Par-tay!!!! You can all come back to our shack afterwards. :lol:


----------



## hardline (Nov 24, 2008)

i would like to go somewhere friday morning but im not sure where to go. wana keep it local so i can be to work at 6pm


----------



## severine (Nov 24, 2008)

hardline said:


> i would like to go somewhere friday morning but im not sure where to go. wana keep it local so i can be to work at 6pm


So joining the Sundown crew is out of the question? :lol:


----------



## hardline (Nov 24, 2008)

severine said:


> So joining the Sundown crew is out of the question? :lol:



how far is it from the city. i am not oposed to shoot in up there to chill for the afternoon.
just googled it 2.5 hours from the city. i may go out to blue since its like an hour but we will see.


----------



## severine (Nov 24, 2008)

hardline said:


> how far is it from the city. i am not oposed to shoot in up there to chill for the afternoon.

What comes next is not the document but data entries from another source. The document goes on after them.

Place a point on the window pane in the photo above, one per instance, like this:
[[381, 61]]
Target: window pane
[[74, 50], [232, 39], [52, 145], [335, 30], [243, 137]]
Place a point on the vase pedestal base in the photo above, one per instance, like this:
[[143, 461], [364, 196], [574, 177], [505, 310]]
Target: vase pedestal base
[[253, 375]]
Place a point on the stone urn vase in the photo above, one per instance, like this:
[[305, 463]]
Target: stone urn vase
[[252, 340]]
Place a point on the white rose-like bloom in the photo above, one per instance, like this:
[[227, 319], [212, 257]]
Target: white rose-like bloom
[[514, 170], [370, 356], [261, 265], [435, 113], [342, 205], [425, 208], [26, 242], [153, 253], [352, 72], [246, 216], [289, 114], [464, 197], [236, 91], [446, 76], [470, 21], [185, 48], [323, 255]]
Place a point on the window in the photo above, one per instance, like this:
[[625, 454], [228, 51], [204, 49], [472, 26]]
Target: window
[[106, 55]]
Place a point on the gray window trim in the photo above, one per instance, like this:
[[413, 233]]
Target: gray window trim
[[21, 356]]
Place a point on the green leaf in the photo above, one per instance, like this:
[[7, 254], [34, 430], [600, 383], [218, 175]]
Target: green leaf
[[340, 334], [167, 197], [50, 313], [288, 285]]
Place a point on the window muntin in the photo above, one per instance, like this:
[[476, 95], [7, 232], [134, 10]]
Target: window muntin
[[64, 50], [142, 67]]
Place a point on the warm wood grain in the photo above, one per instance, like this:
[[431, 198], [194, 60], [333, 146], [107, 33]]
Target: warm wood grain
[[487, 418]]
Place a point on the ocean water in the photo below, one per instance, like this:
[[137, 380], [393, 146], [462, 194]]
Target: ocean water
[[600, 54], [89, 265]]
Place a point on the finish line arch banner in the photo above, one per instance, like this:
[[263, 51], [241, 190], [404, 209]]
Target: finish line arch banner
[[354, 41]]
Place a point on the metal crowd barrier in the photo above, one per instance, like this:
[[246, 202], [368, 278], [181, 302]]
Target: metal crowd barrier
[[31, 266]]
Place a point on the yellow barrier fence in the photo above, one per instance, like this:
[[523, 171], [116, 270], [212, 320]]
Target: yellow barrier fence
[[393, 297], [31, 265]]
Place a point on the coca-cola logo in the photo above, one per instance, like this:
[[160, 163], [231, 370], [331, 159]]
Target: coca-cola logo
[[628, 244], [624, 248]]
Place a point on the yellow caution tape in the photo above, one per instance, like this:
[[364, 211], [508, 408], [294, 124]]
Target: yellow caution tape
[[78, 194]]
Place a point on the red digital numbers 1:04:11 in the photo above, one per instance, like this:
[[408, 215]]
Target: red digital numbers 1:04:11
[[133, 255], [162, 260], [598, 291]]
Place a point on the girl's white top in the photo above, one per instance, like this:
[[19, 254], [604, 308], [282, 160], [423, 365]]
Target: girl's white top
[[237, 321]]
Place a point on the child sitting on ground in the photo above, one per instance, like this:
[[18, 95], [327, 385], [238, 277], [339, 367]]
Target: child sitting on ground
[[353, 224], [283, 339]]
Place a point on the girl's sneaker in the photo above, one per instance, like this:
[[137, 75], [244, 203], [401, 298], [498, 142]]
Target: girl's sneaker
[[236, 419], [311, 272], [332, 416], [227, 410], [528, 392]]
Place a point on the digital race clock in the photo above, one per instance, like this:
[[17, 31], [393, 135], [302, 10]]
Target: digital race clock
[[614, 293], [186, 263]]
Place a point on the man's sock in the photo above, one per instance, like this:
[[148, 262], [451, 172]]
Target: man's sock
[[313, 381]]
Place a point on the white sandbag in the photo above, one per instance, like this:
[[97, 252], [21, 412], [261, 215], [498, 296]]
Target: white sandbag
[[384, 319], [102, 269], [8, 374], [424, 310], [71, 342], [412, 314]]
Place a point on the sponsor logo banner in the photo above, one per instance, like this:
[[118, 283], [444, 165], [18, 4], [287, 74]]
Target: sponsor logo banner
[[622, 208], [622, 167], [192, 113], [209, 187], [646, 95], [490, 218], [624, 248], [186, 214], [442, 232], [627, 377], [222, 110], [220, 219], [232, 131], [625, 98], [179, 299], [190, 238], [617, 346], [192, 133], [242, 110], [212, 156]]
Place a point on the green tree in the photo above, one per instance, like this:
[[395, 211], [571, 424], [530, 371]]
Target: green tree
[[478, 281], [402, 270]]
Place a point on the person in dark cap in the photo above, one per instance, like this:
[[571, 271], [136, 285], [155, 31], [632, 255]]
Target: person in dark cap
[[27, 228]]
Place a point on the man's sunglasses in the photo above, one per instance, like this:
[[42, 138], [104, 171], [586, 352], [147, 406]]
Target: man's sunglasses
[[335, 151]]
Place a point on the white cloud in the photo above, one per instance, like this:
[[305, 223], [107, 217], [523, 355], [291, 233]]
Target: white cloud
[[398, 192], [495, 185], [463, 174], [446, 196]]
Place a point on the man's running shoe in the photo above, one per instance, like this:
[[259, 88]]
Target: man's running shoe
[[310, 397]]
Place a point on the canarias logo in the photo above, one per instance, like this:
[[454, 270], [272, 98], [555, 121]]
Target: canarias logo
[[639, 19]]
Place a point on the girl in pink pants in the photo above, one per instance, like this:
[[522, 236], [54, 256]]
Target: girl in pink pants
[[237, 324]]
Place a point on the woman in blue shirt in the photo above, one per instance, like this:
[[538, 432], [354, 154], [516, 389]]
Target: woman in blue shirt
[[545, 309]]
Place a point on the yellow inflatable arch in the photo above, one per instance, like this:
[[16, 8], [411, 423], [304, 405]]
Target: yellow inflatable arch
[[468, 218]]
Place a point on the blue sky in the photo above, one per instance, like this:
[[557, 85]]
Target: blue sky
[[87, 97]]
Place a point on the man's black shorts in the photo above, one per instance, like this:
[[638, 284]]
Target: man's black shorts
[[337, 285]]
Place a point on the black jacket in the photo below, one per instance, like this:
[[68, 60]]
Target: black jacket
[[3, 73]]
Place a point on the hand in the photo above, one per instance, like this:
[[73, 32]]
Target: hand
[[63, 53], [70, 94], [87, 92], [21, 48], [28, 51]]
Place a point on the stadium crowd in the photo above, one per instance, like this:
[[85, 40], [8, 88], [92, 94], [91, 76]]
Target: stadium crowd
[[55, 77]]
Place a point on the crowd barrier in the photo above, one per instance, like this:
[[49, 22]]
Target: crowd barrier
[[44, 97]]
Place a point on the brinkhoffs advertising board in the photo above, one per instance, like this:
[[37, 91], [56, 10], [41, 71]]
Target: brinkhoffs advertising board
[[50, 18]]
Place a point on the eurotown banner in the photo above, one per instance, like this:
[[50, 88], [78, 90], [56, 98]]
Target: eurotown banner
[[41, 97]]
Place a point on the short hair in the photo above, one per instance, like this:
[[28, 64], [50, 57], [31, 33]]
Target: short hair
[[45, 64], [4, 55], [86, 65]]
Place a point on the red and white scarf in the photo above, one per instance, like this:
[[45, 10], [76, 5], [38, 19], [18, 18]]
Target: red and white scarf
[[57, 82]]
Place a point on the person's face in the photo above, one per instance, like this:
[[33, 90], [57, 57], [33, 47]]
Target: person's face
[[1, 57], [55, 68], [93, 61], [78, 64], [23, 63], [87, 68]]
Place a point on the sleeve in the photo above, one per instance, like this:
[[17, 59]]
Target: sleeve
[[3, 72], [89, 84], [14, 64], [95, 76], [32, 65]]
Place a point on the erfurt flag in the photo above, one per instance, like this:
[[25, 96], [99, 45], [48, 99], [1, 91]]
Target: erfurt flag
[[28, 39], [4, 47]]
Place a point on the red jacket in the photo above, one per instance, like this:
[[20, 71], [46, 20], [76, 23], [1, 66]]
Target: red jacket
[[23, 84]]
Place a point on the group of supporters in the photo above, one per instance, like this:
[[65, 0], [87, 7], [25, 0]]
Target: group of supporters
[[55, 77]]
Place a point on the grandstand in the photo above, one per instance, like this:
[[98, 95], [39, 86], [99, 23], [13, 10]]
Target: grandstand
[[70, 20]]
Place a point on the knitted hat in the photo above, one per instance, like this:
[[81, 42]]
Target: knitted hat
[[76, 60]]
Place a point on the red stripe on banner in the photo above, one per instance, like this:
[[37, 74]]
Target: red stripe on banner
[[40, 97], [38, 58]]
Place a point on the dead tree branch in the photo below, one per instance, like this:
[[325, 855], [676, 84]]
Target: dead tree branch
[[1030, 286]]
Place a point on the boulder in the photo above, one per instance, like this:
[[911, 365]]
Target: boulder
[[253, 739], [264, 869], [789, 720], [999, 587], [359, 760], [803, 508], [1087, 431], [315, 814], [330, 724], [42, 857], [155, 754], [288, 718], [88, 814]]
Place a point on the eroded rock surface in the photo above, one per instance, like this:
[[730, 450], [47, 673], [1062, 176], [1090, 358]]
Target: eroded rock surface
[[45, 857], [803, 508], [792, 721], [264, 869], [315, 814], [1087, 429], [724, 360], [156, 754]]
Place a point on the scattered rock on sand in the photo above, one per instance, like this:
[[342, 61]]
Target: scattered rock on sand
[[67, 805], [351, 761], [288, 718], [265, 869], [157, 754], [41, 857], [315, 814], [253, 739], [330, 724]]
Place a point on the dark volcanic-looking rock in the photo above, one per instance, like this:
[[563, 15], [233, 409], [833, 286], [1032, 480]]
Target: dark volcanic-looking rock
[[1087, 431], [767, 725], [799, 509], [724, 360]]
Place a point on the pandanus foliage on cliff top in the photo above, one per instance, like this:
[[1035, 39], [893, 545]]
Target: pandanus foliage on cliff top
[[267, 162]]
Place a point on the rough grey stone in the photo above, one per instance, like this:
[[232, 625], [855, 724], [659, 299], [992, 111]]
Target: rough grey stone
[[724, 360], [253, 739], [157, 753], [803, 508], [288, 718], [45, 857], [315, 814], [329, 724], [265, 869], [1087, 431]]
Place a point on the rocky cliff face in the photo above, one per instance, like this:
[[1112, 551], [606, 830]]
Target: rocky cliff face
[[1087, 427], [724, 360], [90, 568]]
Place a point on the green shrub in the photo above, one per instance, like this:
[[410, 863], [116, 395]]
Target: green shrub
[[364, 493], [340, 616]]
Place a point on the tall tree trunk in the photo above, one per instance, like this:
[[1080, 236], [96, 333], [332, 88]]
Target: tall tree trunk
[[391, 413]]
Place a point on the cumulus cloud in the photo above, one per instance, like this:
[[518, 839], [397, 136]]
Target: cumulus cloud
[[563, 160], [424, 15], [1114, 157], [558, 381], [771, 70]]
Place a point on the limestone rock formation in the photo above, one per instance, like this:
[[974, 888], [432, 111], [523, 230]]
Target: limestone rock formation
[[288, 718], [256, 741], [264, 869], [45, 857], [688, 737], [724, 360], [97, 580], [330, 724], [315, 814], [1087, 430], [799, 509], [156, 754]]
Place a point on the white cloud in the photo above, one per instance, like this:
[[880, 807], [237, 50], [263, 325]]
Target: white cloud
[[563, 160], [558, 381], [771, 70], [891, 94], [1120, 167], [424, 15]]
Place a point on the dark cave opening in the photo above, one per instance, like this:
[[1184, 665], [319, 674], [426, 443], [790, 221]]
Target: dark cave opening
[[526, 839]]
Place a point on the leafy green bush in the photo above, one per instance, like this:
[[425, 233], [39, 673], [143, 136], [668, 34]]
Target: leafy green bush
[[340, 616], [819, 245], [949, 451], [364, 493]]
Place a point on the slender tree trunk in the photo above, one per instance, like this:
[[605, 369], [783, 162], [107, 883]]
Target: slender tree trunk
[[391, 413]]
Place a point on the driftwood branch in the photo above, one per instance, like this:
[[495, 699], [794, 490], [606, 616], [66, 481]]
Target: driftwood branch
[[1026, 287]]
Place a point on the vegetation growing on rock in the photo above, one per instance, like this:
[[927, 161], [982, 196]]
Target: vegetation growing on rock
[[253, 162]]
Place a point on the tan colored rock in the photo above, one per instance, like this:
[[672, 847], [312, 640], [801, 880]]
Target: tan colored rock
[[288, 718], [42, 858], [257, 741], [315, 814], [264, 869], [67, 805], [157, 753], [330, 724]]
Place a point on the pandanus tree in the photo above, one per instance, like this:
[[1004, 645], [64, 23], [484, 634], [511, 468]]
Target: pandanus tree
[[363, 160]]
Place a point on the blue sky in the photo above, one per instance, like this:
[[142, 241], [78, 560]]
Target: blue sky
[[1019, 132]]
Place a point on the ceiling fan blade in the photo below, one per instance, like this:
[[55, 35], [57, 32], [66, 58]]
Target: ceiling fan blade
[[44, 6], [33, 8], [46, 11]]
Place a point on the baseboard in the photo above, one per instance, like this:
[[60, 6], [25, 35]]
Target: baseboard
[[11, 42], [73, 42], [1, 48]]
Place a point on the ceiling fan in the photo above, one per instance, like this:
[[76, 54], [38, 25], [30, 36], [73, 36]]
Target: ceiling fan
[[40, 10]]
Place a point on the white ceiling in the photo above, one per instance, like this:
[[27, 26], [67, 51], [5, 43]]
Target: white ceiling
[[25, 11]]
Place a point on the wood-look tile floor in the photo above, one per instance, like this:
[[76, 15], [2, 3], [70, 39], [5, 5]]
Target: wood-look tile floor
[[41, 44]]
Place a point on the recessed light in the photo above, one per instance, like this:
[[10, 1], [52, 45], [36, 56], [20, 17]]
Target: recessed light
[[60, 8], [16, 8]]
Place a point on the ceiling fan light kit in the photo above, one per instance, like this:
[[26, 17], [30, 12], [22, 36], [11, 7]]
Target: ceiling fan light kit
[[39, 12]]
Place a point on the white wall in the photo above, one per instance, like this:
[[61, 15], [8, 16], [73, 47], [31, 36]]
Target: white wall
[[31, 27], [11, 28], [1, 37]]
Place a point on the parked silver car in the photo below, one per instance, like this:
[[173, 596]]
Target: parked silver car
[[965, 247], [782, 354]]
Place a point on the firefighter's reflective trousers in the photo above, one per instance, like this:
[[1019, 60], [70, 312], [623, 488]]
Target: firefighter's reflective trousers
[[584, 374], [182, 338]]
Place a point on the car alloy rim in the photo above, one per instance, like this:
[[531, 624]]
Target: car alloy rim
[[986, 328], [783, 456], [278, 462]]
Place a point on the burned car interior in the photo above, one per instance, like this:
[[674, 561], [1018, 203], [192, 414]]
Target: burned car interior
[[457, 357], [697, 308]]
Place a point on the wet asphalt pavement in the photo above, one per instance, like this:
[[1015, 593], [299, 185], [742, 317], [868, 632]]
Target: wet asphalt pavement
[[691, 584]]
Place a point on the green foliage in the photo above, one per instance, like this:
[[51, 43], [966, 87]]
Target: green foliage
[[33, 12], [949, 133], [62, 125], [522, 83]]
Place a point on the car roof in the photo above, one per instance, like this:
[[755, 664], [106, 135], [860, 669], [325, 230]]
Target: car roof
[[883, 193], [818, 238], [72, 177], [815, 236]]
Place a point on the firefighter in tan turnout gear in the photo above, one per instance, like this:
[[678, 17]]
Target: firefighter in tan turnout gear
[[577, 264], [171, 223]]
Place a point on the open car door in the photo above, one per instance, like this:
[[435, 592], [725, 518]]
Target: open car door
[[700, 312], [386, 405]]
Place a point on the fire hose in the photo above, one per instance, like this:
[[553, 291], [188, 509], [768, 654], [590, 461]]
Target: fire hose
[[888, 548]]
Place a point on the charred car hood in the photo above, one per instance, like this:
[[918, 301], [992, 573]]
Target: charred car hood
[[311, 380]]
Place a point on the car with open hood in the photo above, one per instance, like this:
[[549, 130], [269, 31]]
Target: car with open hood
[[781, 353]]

I have never driven to NYC... let's see, the Katonah, NY Metro-North station is about 1 hr 15 min from here... I'd guess 2.5 hrs, given that New Hartford is about 30 minutes further East than where we live. Anyone with more knowledge want to correct me?

I should ask my dad... he drives to the Bronx every day for his job from the same city we live in...

It's a small bump, but it's home. 

ETA: According to googlemaps.com it's about 2 hrs 23 min but up to 3 hrs in traffic:
http://maps.google.com/maps?f=d&sad...,-73.47424&sspn=1.198162,2.911377&ie=UTF8&z=9


----------



## hardline (Nov 25, 2008)

severine said:


> I have never driven to NYC... let's see, the Katonah, NY Metro-North station is about 1 hr 15 min from here... I'd guess 2.5 hrs, given that New Hartford is about 30 minutes further East than where we live. Anyone with more knowledge want to correct me?
> 
> I should ask my dad... he drives to the Bronx every day for his job from the same city we live in...
> 
> ...



i will come up one day midweek. the cross bronx is going to be killer on friday i think.


----------



## o3jeff (Nov 25, 2008)

Were u coming from? You will probably be better to come up the Palasades to the Tapanzee then up the Sawmill to 684 to 84 to 8. Will keep you away from the Cross Bronx mess.


----------



## Grassi21 (Nov 25, 2008)

MRGisevil said:


> Mr. and I will be at Sundown.





bvibert said:


> Us too, what time are you guys going to be there?





o3jeff said:


> Me three



me 4.  looking like a late afternoon/night session.


----------



## severine (Nov 25, 2008)

o3jeff said:


> Were u coming from? You will probably be better to come up the Palasades to the Tapanzee then up the Sawmill to 684 to 84 to 8. Will keep you away from the Cross Bronx mess.


See! Someone who knows better! 



hardline said:


> i will come up one day midweek. the cross bronx is going to be killer on friday i think.


Unfortunately, everywhere will probably be killer on Friday. Darn Christmas shoppers! :lol: Usually the guys on here don't use weekdays for Sundown unless it's a powder day... but they meet every Wednesday night.


----------



## tree_skier (Nov 25, 2008)

Will be at Snow wed, fri, sat & sun


----------



## hardline (Nov 25, 2008)

o3jeff said:


> Were u coming from? You will probably be better to come up the Palasades to the Tapanzee then up the Sawmill to 684 to 84 to 8. Will keep you away from the Cross Bronx mess.



its not so much comming up its the going back i have to be in the city by 6 to play.



severine said:


> See! Someone who knows better!
> 
> Unfortunately, everywhere will probably be killer on Friday. Darn Christmas shoppers! :lol: Usually the guys on here don't use weekdays for Sundown unless it's a powder day... but they meet every Wednesday night.



im the exact opposite. if it snows i leave my home hill and hit stowe. when there is no snow im at home. anyway it looks like im going to blue to take some runs with steeze and root.


----------



## bvibert (Nov 25, 2008)

hardline said:


> im the exact opposite. if it snows i leave my home hill and hit stowe. when there is no snow im at home. anyway it looks like im going to blue to take some runs with steeze and root.



Her point being that we won't blow of work to ski Sundown during the day on a weekday, unless there's some good snow falling.  If there's enough advanced notice to said snow, and I can swing it I'd head north as well.


----------



## hardline (Nov 25, 2008)

bvibert said:


> Her point being that we won't blow of work to ski Sundown during the day on a weekday, unless there's some good snow falling.  If there's enough advanced notice to said snow, and I can swing it I'd head north as well.



thats kinda what i thought. but you guys dont go afterwork. durring the week if i have to work durring the day im at the mountain at night and vise versa


----------



## Glenn (Nov 26, 2008)

I'll be at Mt. Snow with my wife on Friday.


----------